Нам грезится, как мы справляемся с миром и отвечаем за женщину, а она понимает и поддерживает нас во всех наших чувствах – даже в ошибках, неудачах, депрессиях и отчаянии.
Женщина из мечты всегда видит лучшее в нас, даже если для внешнего мира мы выглядим далеко не лучшим образом. Конечно, в этом есть ностальгия о стране мамы. Но все-таки это мечта о настоящей любви, ведь многие мамы не умеют так относиться к подрастающим сыновьям.
Если мечта о том, что «счастье – это когда тебя понимают», и является мечтой о маме, то о маме идеальной, а не реальной. Это именно мечта, а не ностальгия.

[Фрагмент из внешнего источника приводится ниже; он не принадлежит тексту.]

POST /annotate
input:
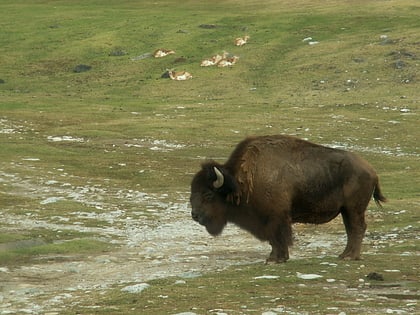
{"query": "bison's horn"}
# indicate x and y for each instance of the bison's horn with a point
(220, 179)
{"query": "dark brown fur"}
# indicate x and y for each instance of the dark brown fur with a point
(271, 182)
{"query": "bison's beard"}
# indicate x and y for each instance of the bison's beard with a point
(215, 228)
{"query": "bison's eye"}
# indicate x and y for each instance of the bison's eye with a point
(207, 196)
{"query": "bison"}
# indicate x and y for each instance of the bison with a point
(271, 182)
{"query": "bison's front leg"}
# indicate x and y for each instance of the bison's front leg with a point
(280, 240)
(279, 254)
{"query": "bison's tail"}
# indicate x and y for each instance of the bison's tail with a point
(377, 195)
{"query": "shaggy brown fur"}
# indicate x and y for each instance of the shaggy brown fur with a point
(270, 182)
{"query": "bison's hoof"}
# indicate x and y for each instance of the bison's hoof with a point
(272, 261)
(348, 257)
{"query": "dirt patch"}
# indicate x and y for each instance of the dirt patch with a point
(157, 240)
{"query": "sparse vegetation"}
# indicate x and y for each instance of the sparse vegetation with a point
(90, 158)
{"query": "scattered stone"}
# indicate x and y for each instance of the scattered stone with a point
(143, 56)
(308, 276)
(266, 277)
(118, 52)
(208, 26)
(399, 64)
(136, 288)
(81, 68)
(375, 276)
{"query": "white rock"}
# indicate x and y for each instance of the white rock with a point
(308, 276)
(266, 277)
(136, 288)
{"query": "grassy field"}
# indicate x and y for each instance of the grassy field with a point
(77, 146)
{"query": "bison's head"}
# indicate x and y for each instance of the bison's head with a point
(210, 189)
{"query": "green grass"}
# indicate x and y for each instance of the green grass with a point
(239, 291)
(344, 90)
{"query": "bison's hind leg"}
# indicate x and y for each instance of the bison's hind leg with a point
(280, 240)
(354, 221)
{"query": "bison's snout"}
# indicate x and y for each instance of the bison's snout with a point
(198, 217)
(195, 216)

Через эту мечту «объект желания» приобретает черты реальной женщины, за которую мужчина стремится отвечать. Чем больше девушка позиционирует себя как человека в чем-то несчастного, тем большую ответственность чувствует мужчина. Она позволяет ему чувствовать себя сильным и нужным.

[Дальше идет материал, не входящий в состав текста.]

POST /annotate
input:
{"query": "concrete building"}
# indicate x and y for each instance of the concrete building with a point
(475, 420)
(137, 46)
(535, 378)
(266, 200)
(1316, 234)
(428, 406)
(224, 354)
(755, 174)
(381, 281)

О чем говорит склонность общаться с вымышленными персонажами
Находясь в уединении, человек внутренне общается с вымышленными людьми, и ему с ними интересно. Но они исчезают, когда он общается с реальными людьми. Тогда он чувствует себя одинаково комфортно и в одиночестве, и на людях, стремясь к гармонии этих двух состояний в своей жизни. Но когда эти «вымышленные люди» – голоса внутри – пропадают, – все кажется бессмысленным и возникает тоска. «Вымышленные» имеют определенную внешность, характер и отвечают за отдельные человеческие состояния и сферы жизни, а также с каждым из них связан определенный хронотоп и символ. Они напоминают мифологических персонажей. Является ли общение с «вымышленными» внутренней жизнью или это ненормально?
С «нормальностью» все очень сложно. Мне сегодняшнему думается, что «нормальное» для одной личности может оказаться ненормальным для другой.

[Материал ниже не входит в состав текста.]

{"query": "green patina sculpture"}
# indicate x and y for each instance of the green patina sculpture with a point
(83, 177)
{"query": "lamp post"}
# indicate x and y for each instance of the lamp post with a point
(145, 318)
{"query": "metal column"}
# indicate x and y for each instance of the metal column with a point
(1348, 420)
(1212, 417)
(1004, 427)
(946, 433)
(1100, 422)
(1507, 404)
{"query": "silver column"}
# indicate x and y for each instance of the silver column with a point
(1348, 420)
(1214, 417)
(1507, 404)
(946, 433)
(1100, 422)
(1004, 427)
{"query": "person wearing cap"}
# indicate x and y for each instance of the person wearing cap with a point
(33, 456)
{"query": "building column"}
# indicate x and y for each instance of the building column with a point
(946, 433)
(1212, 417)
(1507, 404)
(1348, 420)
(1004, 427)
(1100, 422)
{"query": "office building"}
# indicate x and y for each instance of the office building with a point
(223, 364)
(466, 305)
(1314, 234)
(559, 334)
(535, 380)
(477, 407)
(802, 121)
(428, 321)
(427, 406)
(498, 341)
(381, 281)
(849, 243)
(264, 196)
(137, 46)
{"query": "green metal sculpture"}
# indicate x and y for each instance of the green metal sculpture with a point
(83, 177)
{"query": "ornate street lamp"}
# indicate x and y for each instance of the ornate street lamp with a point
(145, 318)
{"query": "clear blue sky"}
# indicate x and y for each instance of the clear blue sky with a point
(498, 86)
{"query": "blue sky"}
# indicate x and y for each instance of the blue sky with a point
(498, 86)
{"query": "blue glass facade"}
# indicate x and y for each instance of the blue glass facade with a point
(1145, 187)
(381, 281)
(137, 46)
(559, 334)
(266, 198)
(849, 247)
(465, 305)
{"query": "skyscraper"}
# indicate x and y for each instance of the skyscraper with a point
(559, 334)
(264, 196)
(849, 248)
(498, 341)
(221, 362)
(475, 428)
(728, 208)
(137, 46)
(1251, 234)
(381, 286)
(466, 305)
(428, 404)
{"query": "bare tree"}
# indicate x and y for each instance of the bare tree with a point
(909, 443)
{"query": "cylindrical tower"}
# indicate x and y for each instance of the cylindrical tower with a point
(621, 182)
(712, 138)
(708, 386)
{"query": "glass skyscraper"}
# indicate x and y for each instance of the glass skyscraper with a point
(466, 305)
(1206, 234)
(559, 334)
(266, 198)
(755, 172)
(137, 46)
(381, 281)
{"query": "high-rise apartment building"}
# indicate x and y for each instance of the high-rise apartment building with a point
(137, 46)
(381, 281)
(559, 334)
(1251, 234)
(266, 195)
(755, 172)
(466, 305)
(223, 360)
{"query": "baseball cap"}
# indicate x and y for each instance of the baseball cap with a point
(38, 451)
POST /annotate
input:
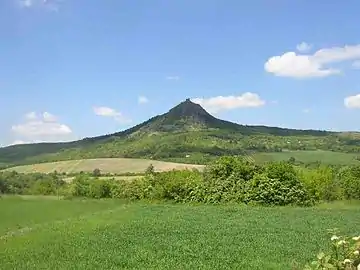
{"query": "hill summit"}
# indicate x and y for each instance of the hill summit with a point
(186, 116)
(185, 130)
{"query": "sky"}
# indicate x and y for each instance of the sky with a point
(71, 69)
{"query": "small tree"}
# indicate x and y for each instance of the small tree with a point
(150, 170)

Нормален ли я сам? Если смотреть с точки зрения мейнстрима современной культуры, то… нет, конечно.
«Хронотоп» – это термин, который сформулировал М. М. Бахтин при описании взаимоотношений автора книги с литературными (воображаемыми) персонажами.
И. Ильф и Е. Петров «жаловались», что Остап Бендер ведет себя не так, как хотят авторы, а так, как хочется ему самому. Поэтому авторы были вынуждены (по их собственному признанию) убить Остапа в конце «Двенадцати стульев». Видимо, им тоже было тоскливо без вымышленного образа, и они воскресили героя в «Золотом теленке». С Остапом, несомненно, связан определенный хронотоп и вполне определенный символический образ.
Андрей Белый говорил, что написал романы «Петербург» и «Москва», чтобы не дать «вымышленным» окончательно свести себя с ума. Собственно, в этом и заключается «рецепт», который я могу вам «выписать».
Пока «вымышленные» ощущаются как вымышленные, вы страдаете… творческим воображением писателя, поэта, художника или психоаналитика (мы тоже любим описывать подобные вещи, наблюдая за собой).
Бред как психотический синдром проявляет себя, когда человек воплощает вымышленные персонажи не на бумаге, а в реальности. Фильм Рона Ховарда «Игры разума» рассказывает о чувстве окончательного воплощения вымышленных персонажей. Если вы пока еще не стали поэтом, писателем или ученым, то не бойтесь стать кем-то из них.
Из множества я и мы ни один не дается в руки: скрываются под одеждой, уезжают в другие места. Когда уже все готово, чтобы блеснуть умом, – тупица, которого прячешь, во рту твоем берет слово. […] Но стоит позвать храбреца, является старый ленивец, и вот я не знаю, кто я, сколько меня, верней – нас. Вот бы нажатием кнопки вызвать себя настоящего: если я нужен себе, зачем же я исчезаю? Когда я пишу, я отсутствую, вернусь, а меня уже нет, хотелось бы знать: с другими случается нечто подобное, их столько же, сколько меня, похожи они на себя? […]
(Пабло Неруда)
Привычка мыслить вслух: как «выговорить все, что накопилось»
Как можно отучить себя разговаривать вслух с самим собою? Или хотя бы сделать так, чтобы мои разговоры оставались у меня внутри и не пугали окружающих?
Отучить себя разговаривать с самим собою практически невозможно, поскольку наше мышление по сути своей – разговор. Поэтому «выговорить все, что есть у тебя внутри», как иногда предлагают психологи и близкие, – задача весьма непростая.